If the guy on the floor started to get up I would have probably shot him again since I would have considered him armed and dangerous. However if he was just groaning and moving a little I would have just kept him covered until the police arrived. I know that I would not have walked by him or up to him since I would have considered him a threat.

However that's me and I would have to assume that I would remain calm along with keeping a reasonable thought process after I just fired my gun and actualy shot someone. What I do know is that I couldn't walk up to a person who is down and not a threat and shoot him again.
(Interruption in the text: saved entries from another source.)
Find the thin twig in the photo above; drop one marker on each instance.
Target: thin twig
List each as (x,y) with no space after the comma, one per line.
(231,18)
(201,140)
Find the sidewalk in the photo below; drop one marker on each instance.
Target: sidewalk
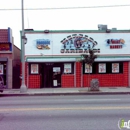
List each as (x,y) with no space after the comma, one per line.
(66,91)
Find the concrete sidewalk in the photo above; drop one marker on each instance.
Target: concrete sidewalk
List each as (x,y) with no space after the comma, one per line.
(66,91)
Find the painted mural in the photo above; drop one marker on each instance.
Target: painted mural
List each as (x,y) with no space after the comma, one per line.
(78,43)
(115,43)
(43,44)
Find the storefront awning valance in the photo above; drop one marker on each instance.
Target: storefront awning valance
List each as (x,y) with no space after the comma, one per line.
(99,59)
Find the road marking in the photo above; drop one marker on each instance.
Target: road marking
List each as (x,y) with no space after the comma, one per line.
(96,99)
(69,108)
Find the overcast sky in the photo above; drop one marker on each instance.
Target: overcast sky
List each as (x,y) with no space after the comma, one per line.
(63,19)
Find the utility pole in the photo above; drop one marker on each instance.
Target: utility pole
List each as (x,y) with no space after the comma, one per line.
(23,87)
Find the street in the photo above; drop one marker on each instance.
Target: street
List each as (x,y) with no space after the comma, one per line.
(90,112)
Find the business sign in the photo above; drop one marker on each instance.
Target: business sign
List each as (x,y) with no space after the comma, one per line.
(43,44)
(77,44)
(115,43)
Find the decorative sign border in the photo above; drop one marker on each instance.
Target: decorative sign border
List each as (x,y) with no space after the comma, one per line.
(78,43)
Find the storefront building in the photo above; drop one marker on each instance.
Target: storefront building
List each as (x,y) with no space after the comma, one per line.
(53,58)
(9,60)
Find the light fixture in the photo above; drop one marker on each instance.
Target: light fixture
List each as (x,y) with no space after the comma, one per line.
(108,31)
(46,31)
(25,39)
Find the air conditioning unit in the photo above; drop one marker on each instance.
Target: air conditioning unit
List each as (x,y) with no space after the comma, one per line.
(102,27)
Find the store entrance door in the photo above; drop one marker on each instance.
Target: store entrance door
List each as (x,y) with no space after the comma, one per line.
(50,75)
(47,75)
(56,76)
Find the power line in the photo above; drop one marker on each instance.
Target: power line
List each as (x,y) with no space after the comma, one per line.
(4,9)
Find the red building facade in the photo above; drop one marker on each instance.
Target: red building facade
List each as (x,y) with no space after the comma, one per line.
(53,58)
(9,60)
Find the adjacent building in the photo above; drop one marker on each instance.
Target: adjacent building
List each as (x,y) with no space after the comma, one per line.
(53,58)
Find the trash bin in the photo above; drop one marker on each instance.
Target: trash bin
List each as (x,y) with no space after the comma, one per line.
(94,85)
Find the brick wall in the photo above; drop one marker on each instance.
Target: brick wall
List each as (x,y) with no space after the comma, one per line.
(108,80)
(34,81)
(78,74)
(26,64)
(67,81)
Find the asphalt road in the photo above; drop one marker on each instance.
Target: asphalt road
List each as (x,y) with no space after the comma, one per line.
(90,112)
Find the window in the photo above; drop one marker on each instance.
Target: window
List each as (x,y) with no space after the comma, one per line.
(68,68)
(34,69)
(103,68)
(88,69)
(115,67)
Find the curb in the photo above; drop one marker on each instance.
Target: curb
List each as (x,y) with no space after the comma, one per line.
(59,94)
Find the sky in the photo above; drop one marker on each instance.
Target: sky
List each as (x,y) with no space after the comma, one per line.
(51,18)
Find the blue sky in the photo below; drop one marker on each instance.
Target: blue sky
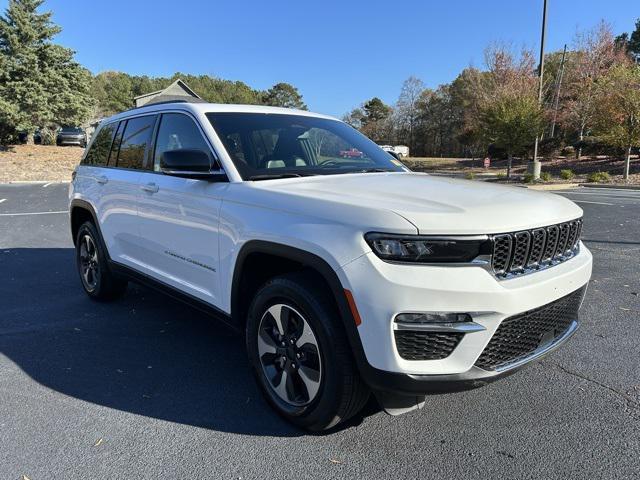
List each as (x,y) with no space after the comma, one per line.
(338,53)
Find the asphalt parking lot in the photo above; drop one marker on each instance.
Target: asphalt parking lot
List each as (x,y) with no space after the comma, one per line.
(147,387)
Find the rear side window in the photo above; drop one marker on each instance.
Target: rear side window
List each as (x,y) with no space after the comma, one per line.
(115,145)
(136,142)
(99,150)
(177,132)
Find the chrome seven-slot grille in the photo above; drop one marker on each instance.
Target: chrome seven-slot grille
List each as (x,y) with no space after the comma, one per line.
(528,250)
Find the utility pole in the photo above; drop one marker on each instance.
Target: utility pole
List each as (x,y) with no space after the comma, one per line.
(558,86)
(534,166)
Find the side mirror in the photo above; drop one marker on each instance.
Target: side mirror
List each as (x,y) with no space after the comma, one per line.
(190,163)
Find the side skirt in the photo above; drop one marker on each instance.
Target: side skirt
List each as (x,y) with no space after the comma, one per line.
(138,277)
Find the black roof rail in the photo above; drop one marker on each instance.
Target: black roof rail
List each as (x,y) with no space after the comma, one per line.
(164,102)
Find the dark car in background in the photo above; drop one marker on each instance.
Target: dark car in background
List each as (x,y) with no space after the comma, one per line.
(71,136)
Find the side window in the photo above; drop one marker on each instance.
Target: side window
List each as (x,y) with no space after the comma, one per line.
(136,140)
(176,132)
(99,150)
(115,146)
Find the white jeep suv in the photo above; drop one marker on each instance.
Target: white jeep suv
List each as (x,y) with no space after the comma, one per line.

While the video may looking damning it still doesn't show what the bad guy was doing on the floor. Unfortunately there is no sound to go with the video.

When I think of this case I know if a bad guy is down and not a threat we don't give policemen the green light to end their life. So this case will hinge around a jury that will have to figure out if the pharmacist still was in fear of his life. And to be honest from watching both angles of video I see no evidence to support that defense one way or the other. I simple can't see what the young man was doing on the floor. For all I know he was motionless on the floor or trying to get up and maybe had his hands under his body looking for a gun.

If I saw evidence that the pharmacist pumped 5 rounds into a unconscious person on the floor then I would have to find him guilty. That is the way the law reads and I agree with it. However if there is not 100% clear evidence of this then there would be a shade of doubt and I could not convict the pharmacist.